Amicus films were typically brooding and claustrophobic; they were far darker, and much less camp, than the horror films of the same period produced by the more famous Hammer studios.
Er... okay. Guess he never saw THESE ARE THE DAMNED.
"Hammer was a business set-up," the late, legendary horror director Freddie Francis told this paper in 1995. "Had it dealt in garbage disposal, it would have been just as successful. Milton Subotsky from Amicus, on the other hand, was a real horror buff."
Garbage disposal? Ooo, snap, Freddie! (Although was Freddie really legendary? Yeah, maybe he was, but as a cinematographer, not a director.) Yeah, it's great that Milton was a real horror fan, although I'm not sure this necessarily translated into demonstrably better horror pictures.

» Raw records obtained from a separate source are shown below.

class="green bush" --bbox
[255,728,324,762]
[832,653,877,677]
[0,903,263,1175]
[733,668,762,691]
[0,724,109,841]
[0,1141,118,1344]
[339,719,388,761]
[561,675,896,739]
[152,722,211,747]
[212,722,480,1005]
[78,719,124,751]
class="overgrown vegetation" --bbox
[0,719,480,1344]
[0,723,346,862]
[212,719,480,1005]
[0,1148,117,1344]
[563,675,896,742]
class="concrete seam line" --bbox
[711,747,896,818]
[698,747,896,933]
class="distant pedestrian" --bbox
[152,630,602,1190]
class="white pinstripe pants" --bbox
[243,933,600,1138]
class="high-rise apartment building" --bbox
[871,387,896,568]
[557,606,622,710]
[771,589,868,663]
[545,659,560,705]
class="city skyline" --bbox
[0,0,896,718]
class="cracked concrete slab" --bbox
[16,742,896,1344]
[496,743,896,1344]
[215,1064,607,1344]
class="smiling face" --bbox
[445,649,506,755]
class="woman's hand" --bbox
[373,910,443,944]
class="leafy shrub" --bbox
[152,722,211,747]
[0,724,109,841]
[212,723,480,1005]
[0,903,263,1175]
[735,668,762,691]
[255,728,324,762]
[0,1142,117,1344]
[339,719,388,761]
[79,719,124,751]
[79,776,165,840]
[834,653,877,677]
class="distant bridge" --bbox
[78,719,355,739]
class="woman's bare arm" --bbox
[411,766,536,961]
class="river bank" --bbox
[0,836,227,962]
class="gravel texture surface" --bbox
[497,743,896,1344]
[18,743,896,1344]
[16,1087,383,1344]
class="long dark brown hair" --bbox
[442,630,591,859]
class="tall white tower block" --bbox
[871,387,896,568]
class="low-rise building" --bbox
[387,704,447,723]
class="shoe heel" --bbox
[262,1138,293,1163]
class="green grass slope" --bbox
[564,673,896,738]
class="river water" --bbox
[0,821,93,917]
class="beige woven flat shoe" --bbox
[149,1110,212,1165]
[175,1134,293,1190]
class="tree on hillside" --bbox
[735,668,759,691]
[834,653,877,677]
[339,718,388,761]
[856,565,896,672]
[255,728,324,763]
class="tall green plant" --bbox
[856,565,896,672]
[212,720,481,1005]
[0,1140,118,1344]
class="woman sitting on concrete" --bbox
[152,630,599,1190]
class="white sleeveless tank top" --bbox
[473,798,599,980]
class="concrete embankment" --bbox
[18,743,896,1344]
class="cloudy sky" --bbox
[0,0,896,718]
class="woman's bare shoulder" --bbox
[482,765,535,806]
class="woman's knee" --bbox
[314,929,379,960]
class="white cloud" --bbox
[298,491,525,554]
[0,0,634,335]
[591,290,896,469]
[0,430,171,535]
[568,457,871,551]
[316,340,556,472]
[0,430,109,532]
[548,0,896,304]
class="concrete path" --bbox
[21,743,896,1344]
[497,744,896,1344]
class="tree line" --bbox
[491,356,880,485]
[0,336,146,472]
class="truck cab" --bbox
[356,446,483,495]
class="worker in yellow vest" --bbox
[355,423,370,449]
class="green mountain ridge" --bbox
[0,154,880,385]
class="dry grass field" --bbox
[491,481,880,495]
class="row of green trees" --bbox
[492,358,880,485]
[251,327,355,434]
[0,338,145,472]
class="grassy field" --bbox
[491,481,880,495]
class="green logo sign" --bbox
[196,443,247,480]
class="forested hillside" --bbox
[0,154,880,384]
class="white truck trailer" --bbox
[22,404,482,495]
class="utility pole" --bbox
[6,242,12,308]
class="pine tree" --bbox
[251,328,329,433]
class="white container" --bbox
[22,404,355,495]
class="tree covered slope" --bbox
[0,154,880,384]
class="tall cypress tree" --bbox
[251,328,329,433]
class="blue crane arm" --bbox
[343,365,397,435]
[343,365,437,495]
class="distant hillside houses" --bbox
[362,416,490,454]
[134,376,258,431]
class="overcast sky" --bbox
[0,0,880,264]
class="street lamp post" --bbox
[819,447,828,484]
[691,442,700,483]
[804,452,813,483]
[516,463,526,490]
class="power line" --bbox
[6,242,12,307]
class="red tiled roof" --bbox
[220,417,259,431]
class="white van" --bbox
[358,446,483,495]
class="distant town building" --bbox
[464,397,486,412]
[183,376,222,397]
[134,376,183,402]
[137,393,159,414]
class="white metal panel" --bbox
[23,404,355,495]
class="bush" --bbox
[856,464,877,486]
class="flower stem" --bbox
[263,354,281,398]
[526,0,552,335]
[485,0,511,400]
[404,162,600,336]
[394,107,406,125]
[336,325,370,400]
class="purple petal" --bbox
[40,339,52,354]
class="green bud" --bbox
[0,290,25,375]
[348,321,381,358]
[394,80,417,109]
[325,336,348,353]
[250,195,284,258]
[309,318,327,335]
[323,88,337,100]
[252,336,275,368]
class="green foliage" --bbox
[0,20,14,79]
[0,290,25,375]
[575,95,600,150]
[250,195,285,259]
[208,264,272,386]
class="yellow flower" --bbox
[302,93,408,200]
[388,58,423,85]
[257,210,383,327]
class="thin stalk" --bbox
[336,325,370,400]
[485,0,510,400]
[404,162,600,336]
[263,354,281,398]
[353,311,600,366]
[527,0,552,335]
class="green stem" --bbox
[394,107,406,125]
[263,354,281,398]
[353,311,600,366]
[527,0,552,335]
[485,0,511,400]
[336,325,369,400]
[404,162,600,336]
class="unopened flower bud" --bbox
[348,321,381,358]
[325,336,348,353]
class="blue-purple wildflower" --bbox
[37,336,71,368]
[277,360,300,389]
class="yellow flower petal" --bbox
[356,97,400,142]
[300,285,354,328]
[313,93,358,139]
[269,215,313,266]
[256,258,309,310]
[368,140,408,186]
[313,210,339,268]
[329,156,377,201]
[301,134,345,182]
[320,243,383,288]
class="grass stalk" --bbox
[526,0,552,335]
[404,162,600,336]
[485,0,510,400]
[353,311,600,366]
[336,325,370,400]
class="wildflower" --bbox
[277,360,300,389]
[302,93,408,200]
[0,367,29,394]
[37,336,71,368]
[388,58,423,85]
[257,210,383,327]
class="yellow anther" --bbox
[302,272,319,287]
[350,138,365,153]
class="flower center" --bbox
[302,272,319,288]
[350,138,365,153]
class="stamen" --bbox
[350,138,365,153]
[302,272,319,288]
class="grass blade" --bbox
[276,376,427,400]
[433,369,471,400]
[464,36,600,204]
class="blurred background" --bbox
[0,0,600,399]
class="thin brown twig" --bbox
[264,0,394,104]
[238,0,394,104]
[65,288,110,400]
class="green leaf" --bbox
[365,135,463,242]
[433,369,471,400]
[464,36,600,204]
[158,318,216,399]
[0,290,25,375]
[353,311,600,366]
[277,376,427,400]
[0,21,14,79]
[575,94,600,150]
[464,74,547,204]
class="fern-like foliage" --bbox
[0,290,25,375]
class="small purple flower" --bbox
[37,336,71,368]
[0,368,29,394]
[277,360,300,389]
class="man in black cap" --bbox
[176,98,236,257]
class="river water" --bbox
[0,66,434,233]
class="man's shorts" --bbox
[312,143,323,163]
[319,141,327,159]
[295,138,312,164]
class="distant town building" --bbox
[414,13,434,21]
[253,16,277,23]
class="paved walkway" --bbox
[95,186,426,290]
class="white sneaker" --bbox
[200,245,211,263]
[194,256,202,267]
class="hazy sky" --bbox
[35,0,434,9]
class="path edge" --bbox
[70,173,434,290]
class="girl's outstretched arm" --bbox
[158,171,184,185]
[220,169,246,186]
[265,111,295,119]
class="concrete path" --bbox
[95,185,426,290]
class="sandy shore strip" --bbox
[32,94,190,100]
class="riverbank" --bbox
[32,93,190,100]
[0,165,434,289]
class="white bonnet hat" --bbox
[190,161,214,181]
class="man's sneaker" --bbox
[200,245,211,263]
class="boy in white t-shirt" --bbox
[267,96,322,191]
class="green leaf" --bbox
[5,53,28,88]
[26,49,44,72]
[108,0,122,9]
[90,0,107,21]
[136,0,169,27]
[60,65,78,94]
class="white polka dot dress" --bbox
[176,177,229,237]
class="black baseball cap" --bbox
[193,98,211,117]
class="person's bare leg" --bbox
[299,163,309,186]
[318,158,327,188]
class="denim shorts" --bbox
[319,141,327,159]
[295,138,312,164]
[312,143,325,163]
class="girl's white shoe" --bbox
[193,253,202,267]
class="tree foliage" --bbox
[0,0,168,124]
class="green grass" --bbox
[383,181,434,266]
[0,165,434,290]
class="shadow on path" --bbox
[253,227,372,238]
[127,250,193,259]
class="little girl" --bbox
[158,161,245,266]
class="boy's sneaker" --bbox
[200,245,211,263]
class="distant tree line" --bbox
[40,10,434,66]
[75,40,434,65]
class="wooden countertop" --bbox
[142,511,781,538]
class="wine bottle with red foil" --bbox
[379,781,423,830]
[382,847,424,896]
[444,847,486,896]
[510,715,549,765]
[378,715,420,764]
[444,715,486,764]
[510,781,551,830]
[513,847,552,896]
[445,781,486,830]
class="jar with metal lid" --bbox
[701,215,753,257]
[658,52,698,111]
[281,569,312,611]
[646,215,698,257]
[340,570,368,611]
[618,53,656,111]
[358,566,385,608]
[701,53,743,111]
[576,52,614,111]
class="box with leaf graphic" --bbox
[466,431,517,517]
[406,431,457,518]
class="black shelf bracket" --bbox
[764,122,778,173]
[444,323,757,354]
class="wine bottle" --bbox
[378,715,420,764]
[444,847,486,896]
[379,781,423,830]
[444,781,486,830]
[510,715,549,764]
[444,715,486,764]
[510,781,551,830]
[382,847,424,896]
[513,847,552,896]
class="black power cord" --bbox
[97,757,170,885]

Yet Crypt, which stars Joan Collins as an unfaithful wife who kills her husband only to be killed herself by a man dressed as Santa Claus, was one of the most successful films of 1972. It was second only to The Godfather at the US box office, and spawned a follow-up, The Vault of Horror.
Wuh? This makes it sound like TALES was the second highest grossing film of 1972 in the U.S. (but not according to this chart). More likely, it simply finished 2nd one week at the box office.
One of Amicus's most notorious titles was Asylum
Most notorious? Why? For Amicus, it seemed fairly typical.